Arriving in London after 15 years of that madness, I felt like a fish that had wriggled off the hook. People’s minds hadn’t yet been numbed by meaningless, semiotic mantras – it was still possible to presume that one’s interlocutor was a sentient, thinking adult rather than a child who does an impression of Pavlov’s dog with its reflexive responses to external stimuli.

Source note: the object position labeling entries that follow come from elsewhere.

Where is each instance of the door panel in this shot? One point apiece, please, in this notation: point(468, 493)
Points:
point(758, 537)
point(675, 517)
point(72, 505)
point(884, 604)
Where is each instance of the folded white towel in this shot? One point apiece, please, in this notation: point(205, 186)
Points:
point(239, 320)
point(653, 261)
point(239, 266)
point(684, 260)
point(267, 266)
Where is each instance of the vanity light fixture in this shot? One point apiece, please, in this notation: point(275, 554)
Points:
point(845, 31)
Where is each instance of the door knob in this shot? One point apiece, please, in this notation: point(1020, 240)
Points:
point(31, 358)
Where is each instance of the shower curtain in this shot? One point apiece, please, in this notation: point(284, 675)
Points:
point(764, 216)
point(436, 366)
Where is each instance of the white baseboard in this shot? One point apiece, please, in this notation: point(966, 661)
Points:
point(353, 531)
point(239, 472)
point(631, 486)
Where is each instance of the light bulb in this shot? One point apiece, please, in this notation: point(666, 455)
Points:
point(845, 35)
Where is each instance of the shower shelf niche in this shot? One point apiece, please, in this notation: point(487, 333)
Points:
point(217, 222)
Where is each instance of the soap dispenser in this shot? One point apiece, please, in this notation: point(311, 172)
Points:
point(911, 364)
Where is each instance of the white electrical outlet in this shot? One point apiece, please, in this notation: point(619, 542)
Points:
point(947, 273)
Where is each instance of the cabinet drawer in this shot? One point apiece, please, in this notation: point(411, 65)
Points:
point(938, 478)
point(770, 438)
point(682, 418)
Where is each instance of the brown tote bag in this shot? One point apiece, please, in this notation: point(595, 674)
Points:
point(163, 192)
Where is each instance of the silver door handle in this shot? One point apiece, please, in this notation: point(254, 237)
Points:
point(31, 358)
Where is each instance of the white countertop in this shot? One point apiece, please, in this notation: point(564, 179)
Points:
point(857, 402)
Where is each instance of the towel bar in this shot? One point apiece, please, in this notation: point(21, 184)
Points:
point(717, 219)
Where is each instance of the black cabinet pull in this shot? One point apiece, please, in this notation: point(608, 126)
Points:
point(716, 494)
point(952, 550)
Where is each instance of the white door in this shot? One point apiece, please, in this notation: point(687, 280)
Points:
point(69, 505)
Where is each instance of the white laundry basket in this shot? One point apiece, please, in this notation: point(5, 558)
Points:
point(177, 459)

That, however, didn’t last. I thought I had escaped the loony bin, but it had caught up with me: in a few years the British learned how to insist that a man chairing a meeting is actually a piece of furniture. They didn’t learn the Americans’ affable equanimity, their respect for hard work and the success it delivers, their intuitive distrust of big government. They learned none of the good things, just the rotten ones: verbs made out of nouns, baseball caps worn backwards – and PC jargon.

Call me a pessimist, but it’s hard not to conclude that, as the West becomes one giant melting pot, the resulting alloy rejects everything worth keeping. Only the beastliness remains.